Since then it has been suggested to me several times that I call it the
“Ossmann Method,” which suggests to me that I have
something worth sharing.
The traditional
model, wherein
the writer being critiqued sits silently during the process, is a
sometimes
more and sometimes less positive model, depending on the
teacher’s emphasis
(what isn’t working in the writing vs. what is, the level of
tact, etc.). The
dynamic, in my experience as both writer and teacher, is always
a
dependent, disempowering one for the writer who sits silently, being
instructed
as to how to improve. It was in joining my desire to teach writers how
to be
more objective in revising their own work (by learning to think more
like
professional editors) and my desire to create a workshop model
engendering
self-discovery, self-confidence, self-trust and true collegiality, that
I first
imagined a workshop format that effectively reverses both the
traditional model
and its controlling dynamic.
I have taught
using
this model regionally, in Vermont and New England, and nationally.

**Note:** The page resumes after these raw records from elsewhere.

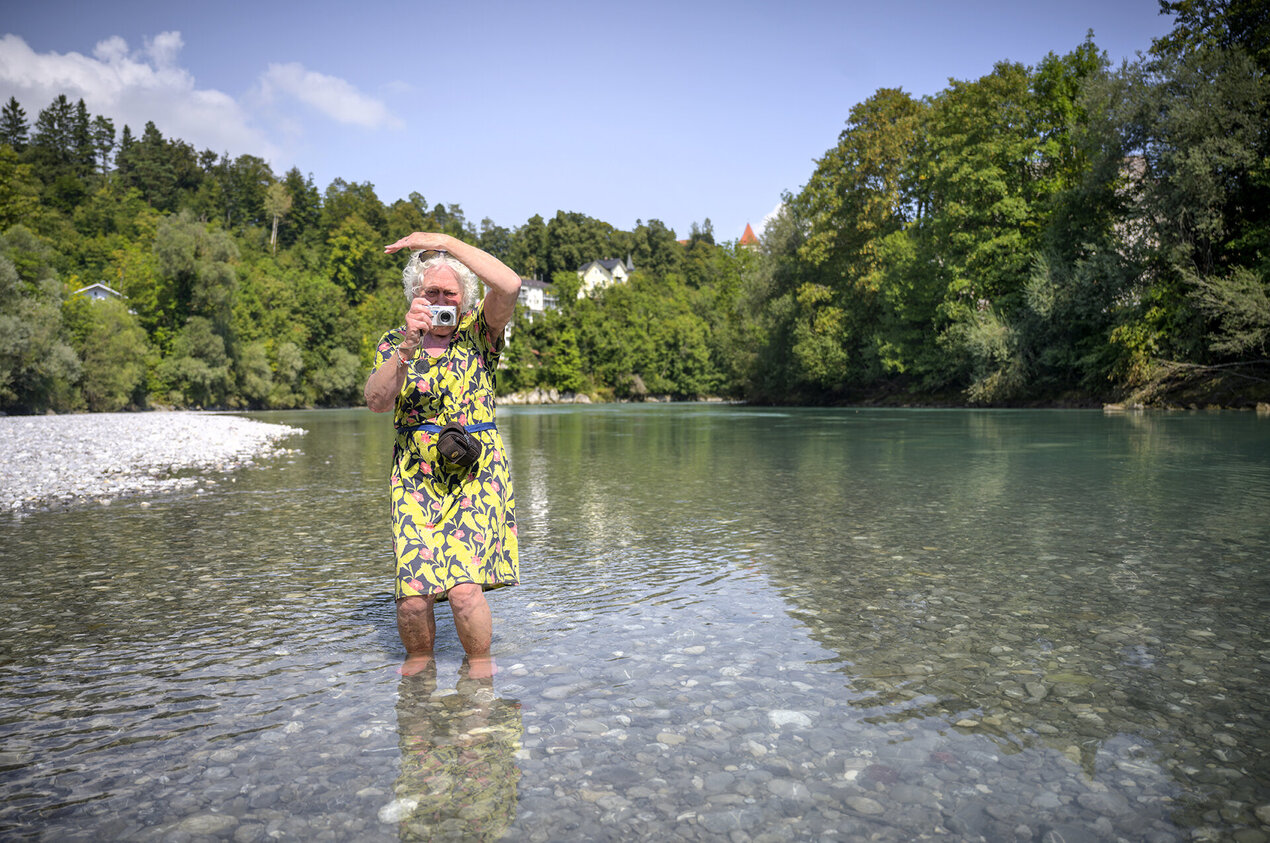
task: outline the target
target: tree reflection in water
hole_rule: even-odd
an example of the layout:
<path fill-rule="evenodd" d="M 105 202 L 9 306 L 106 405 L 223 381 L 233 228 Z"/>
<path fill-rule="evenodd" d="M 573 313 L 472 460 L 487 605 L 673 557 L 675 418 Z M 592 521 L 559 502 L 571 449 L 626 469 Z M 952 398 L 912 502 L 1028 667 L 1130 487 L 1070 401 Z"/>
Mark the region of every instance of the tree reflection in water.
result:
<path fill-rule="evenodd" d="M 495 840 L 516 816 L 524 727 L 520 702 L 493 680 L 473 679 L 465 661 L 453 692 L 437 692 L 433 662 L 403 677 L 397 695 L 402 840 Z"/>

Its effect has been dramatic for participants (some of whom have asked
for
permission to use the model in their own workshop teaching):
Thank
you for your words
about my poems. I must tell you that Saturday had such an
impact on me,
that I'm ‘seeing’ them and
‘working’ on them as per the critiquing
discussion—word choices, deletions, etc. This
hasn't happened to me
before as the result of any
workshop...I've always thought of this as incubation, but this
after-effect is
purposeful and focused. It is excellent discipline before
hitting the
keyboard— or putting pen to paper. Thank you again!
—Peggy Sapphire
Here’s
how the method works:
I begin
workshops by asking
each participant to describe—instead of giving their
bio—one of their writerly
obsessions: a stylistic technique or poetic or prose device, a favorite
word or
image, theme or subject. Participants enjoy this and it is a good first
step in
learning to observe themselves as writers.
I turn the
traditional
workshop model on its head by asking the author being critiqued to
speak first
and critique her/his own work, noting correlations between the
criticisms s/he
has for other participants’ works (written down in advance of
the workshop) and
her/his own before group discussion of the work begins. This offers a
taste of
what it means to be both writer and editor, a position in which it
becomes easier
to objectively self-assess—and harder to ignore the need; to
spot dull vs.
energetic syntax or dialogue, generic vs. original imagery and other
strengths
and weaknesses previously overlooked. It also empowers the writer in
the
process, and engenders an unusually positive and congenial workshop
environment.
Advance
preparation by the
participants is required for the success of this model, and so far,
students
have found the preparation valuable and instructive. It is in
performing this
work that the student first begins to learn editorial objectivity about
their
writing:
PARTICIPANT
ADVANCE
PREPARATION
Please read,
critique and
annotate other participants’ work before
attempting to critique your
own, and use the notes to inform your critique of yours.
Please prepare
tactful,
written comments to offer verbally to other participants, listing a
minimum of
two strengths and weaknesses for each work. It is as important to learn
your
strengths as it is to learn your weaknesses, otherwise you risk
succeeding only
by accident. After you have finished this, please do the same for your
work.
Please bring
your annotated copies
of participant work to give to the authors.
Some suggested strengths/weaknesses to look for in preparing for workshop (the following list includes both poetic and prose techniques, and many apply to both genres):
Author
Self-critique
Group (and teacher) response
A final word about “the Ossmann Method”: because the writer critiques her/himself first, the sting is taken out of the other’s critiques, and the writers, instead of feeling vulnerable and defensive, authors feel intelligent and competent, learning to see their own work with a new perspective, and to trust that inner voice so often repressed or ignored. I hope that others will feel free to try this workshop model…and watch the magic happen!